As may be imagined, the reports generated a tempest of discussion and debate. The soldiers’ testimonies were early on tagged by critics as a concoction of Israel’s dissident left, hence easily dismissed. Soon enough though, the debate was displaced by other scandals and crises and by the army’s promise of a thorough investigation into the allegations — an investigation now officially concluded, the soldiers’ testimonies dismissed as hearsay, “purposely exaggerated.” But the sense that something’s amiss lingers, and additional reports of Israeli excesses from the Associated Press, Human Rights Watch, Palestinian witnesses and other Israeli soldiers have surfaced.

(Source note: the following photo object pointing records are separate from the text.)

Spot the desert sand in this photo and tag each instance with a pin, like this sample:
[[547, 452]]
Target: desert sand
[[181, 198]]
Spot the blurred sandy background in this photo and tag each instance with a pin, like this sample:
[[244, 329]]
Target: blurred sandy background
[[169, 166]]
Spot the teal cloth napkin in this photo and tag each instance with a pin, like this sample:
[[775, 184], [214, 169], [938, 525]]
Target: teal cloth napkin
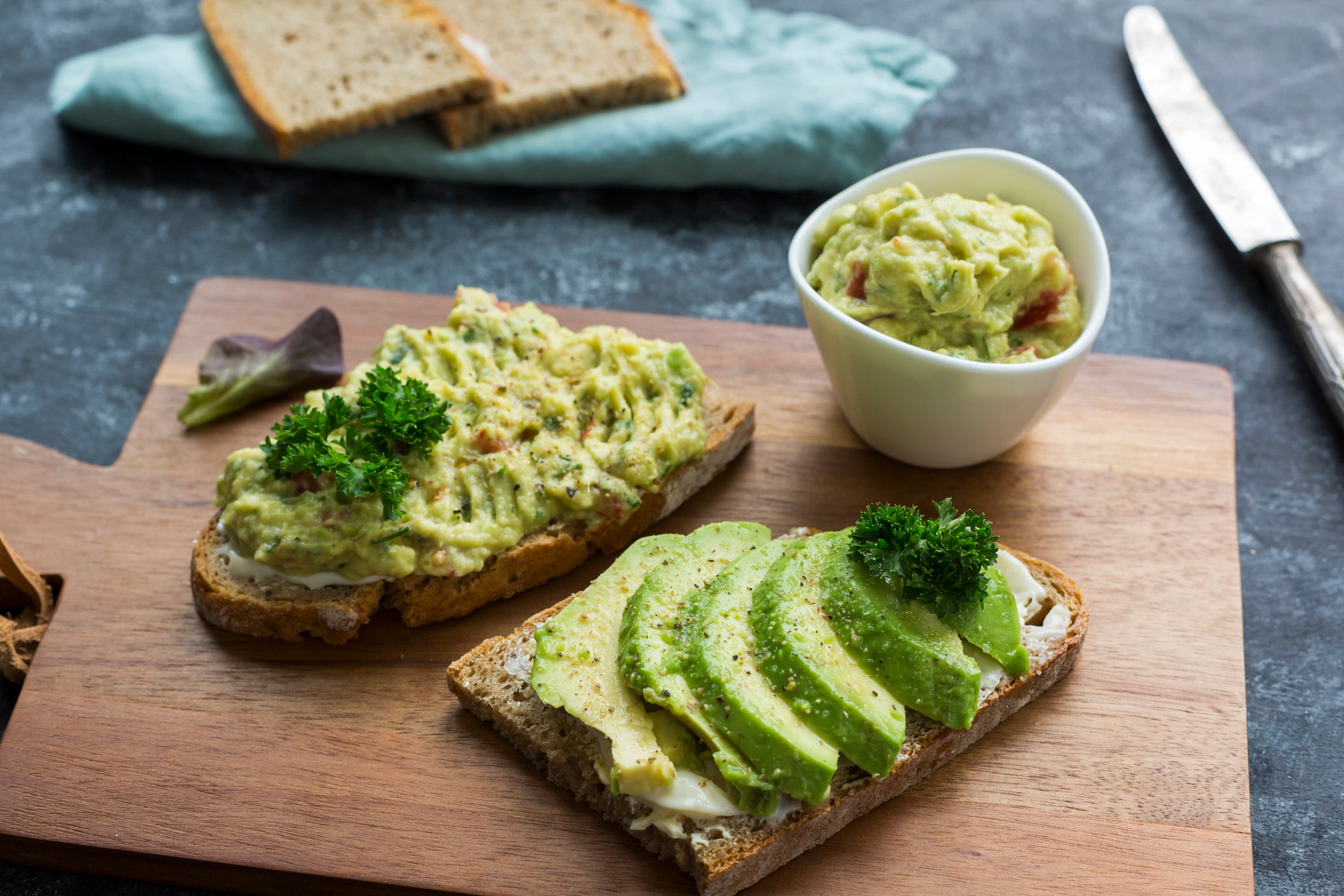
[[776, 101]]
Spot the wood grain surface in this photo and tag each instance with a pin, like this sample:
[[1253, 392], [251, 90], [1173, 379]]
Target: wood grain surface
[[147, 743]]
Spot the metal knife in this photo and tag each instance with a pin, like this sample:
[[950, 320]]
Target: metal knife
[[1237, 193]]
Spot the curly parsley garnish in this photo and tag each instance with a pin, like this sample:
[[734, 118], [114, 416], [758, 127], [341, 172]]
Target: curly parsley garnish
[[938, 562], [390, 419]]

So much depends on context. Assuming there were Israeli excesses, are we talking here about the inevitable “few bad apples” who lack the requisite ethical sensitivity? Or are we talking about a climate, over the years, in which the enemy has been dehumanized, hence its brutalization rendered acceptable? Perhaps, as has been widely reported, it’s those right-wing Orthodox rabbis who have defined the conflict as a war between the Children of Light and the Children of Darkness. Or, more simply, is what happened inevitable in a densely populated urban space (human shields and all that)? Maybe it was really spawned by the clear intention of the military planners to deal heavy enough a blow to re-establish Israel’s deterrent power, and who believed that the way to do that was to go slightly berserk, to prove that Israel would not be hamstrung by its own announced commitment to moral restraint.

There’s no shortage of contextual hypotheses, and all have some explanatory value, but there’s one more of particular poignancy that’s rarely if ever put forward: The regular army is composed, in the main, of children, late teenagers. We are entitled to expect more of them than, say, spring break behavior, but it would be unfair to expect of them full-blown angst. And that, of course, may well be one reason armies everywhere prefer gung-ho 18- and 19-year-olds to reflective adults. Who needs or wants angst on the field of battle? Here, then, a question that warrants close examination: Was there a significant difference in behavior between the youngsters doing their compulsory service and the reservists, their older colleagues?

Doves, deer, tigers, ravenous wolves: Even “the most moral army in the world” cannot emerge from war unblemished. War is hell, remember?